Tarija se sumerge en el rescate de su memoria colectiva a través de un proyecto que pretende revalorizar espacios emblemáticos. Esta vez, el turno fue para la histórica cripta ubicada bajo la iglesia Catedral, sitio que guarda vestigios que datan del siglo XIX y que promete convertirse en un nuevo atractivo para quienes siguen la llamada “Ruta de la fe”.
En contacto con el periódico digital El Guadalupano, el alcalde de Tarija, Johnny Torres Terzo, informó que este lunes arrancaron oficialmente los trabajos de mantenimiento y limpieza en el lugar. “Estamos dando inicio a una intervención importante para la ciudad, es parte de nuestro compromiso con el patrimonio, pero también con el turismo y la historia viva de Tarija”, destacó.
Durante la primera jornada de intervención, los equipos encontraron elementos que asombran por su antigüedad, como restos óseos y lápidas cuya fecha remonta a 1880. Este hallazgo abre la puerta a nuevas investigaciones que permitirán esclarecer pasajes poco conocidos del pasado local.
Por su parte, el arquitecto Juan Pablo Molina, técnico de la Unidad de Patrimonio y Cultura de la Alcaldía, explicó que la labor incluye un proceso riguroso de catalogación y conservación de todo lo encontrado. “No solo es limpiar, estamos documentando cada detalle para garantizar que se respete la importancia histórica del lugar”, puntualizó.
El proyecto cuenta con la plena coordinación y el respaldo de las autoridades eclesiásticas. El padre Alex Labra Guerrero, encargado de la Catedral, valoró el esfuerzo conjunto. “Para nosotros es fundamental que este espacio vuelva a ser accesible, pero bajo un concepto que refleje fe, cultura y respeto”, manifestó.

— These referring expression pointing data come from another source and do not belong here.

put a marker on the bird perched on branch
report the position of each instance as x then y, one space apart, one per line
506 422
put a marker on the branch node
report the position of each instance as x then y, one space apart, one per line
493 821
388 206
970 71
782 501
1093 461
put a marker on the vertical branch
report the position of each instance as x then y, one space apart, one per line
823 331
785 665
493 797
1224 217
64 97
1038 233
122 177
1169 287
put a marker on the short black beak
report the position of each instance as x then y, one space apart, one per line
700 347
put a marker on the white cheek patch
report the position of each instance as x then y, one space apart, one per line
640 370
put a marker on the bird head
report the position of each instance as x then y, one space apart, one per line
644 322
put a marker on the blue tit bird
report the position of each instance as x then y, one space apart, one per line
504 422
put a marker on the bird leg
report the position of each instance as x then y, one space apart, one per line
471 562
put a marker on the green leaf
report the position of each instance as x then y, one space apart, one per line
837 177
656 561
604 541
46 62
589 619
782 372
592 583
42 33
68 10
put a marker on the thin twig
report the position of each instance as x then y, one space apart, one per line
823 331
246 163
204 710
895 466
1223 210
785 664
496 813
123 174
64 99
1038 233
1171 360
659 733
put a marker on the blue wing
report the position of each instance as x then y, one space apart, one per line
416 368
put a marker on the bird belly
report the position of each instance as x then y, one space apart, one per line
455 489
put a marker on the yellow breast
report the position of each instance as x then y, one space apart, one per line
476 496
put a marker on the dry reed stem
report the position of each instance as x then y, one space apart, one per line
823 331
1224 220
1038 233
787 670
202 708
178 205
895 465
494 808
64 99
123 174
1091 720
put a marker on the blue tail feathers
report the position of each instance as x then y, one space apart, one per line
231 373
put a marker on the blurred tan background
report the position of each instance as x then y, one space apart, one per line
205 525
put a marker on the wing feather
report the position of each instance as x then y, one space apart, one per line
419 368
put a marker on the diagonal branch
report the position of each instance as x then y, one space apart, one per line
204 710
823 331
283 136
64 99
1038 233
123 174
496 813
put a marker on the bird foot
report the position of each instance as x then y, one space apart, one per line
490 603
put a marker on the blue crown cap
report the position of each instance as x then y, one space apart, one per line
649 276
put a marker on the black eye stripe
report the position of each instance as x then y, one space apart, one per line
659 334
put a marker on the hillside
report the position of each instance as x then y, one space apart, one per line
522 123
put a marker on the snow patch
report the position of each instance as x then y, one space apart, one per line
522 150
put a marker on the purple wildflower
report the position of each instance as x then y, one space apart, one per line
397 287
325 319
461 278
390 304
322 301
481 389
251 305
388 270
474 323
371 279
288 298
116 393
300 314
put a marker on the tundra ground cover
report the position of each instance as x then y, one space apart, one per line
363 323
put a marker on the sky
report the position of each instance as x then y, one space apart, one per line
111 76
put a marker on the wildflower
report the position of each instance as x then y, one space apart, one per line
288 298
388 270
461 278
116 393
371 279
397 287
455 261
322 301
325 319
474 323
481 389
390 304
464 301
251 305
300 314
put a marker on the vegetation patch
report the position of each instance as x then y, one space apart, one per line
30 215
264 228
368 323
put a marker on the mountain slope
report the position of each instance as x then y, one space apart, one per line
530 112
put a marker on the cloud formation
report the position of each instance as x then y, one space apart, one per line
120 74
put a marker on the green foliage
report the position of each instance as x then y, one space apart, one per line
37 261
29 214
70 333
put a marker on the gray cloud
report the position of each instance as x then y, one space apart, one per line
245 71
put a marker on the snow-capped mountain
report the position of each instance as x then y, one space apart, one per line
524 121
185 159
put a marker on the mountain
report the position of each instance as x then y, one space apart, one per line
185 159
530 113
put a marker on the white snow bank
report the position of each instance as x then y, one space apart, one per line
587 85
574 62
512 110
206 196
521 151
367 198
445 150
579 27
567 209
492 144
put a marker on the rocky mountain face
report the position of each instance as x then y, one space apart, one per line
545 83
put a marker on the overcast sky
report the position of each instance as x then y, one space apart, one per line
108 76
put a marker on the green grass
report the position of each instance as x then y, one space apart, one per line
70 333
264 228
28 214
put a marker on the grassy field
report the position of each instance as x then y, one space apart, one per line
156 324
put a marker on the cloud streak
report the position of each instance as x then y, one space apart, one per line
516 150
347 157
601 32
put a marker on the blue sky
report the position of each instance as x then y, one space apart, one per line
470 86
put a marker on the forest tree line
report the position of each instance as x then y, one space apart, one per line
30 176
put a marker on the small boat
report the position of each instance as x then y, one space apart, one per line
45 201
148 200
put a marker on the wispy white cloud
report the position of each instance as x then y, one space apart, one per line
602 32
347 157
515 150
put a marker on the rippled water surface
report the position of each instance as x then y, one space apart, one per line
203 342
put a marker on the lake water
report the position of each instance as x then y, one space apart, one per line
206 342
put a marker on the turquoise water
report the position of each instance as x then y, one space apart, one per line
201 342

La apertura de la cripta no se limitará a ser un sitio de paso, sino que se proyecta integrarla como un punto clave dentro del circuito turístico religioso, sumando un atractivo más para visitantes locales y extranjeros interesados en conocer la riqueza arquitectónica y espiritual de la región.
Torres adelantó que esperan, con esta iniciativa, no solo fortalecer el turismo sino también alimentar el sentido de identidad de los tarijeños. “Descubrir estas piezas de nuestra historia nos recuerda quiénes somos y de dónde venimos”, expresó.
Finalmente, tanto las autoridades municipales como la Iglesia coincidieron en que se trata de un proyecto que marcará un antes y un después en la valorización del centro histórico de Tarija, convirtiendo lo que antes estaba cerrado al público en un espacio para la reflexión y el aprendizaje.